Technically, there’s nothing the mayor can do. He can’t stop the property owner from building what he chooses (within whatever zoning ordinances they have in Lower Manhattan). The city would probably be sued on grounds of religious discrimination. Still, the city didn’t have to grant its consent; that’s what cities have zoning boards for – to apply good judgment. The only thing we can hope is that some benevolent, patriotic real estate magnate will purchase the building across the street from this mosque and replace it with something so high that the mosque will see nothing but glass and steel.

We can’t stop them, especially if they have the blessings of the LMDC. However, we can still remind them that there’s a whole world between the Hudson and East Rivers and beyond New York Harbor. People as far away as Japan and Germany mourned on 9/11. A Japanese/American worker was greeted the next day by a line of his Japanese co-workers offering their condolences. The German people laid a ring of flowers around the American embassy in Berlin. And these countries were former enemies of the United States.

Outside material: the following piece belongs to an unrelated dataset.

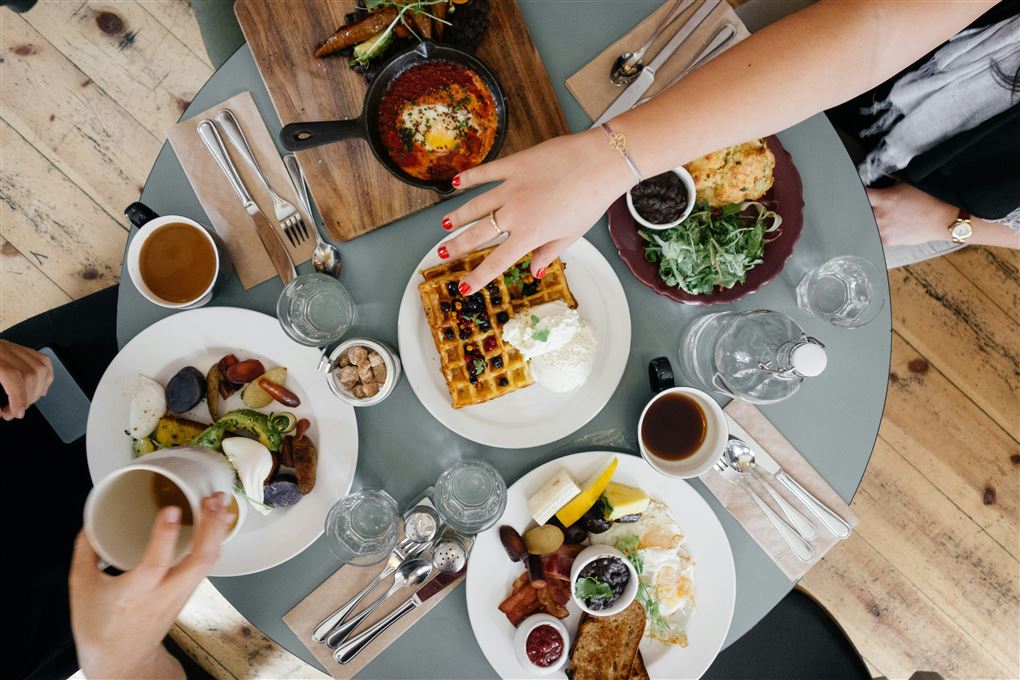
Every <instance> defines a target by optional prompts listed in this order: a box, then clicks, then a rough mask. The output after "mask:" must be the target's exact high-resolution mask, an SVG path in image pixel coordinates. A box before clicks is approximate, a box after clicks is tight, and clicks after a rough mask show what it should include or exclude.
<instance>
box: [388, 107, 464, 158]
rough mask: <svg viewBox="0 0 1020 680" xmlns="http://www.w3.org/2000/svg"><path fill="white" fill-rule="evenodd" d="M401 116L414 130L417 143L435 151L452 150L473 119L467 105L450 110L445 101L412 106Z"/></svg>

Meanwhile what do New Yorkers want to do to a building that suffered damage when the landing gear of one of the planes crashed through right to its basement on 9/11? Perhaps rebuild poor little St. Nicholas Church, which stood at the feet of the Twin Towers and was utterly destroyed? No; they’re going to allow the Muslim owners to build a mosque. Are they for real? Are they kidding with this peaceful purpose rubbish? The owners quietly changed the name of the building when someone revealed the history of Cordoba – and the damage the building suffered. Funny how its proponents failed to mention those details. That should tell you the whole story, right there, whether they’ve changed the name now or not.

New Yorkers may live in Lower Manhattan. But a whole lot of other people, from all over the world, died there.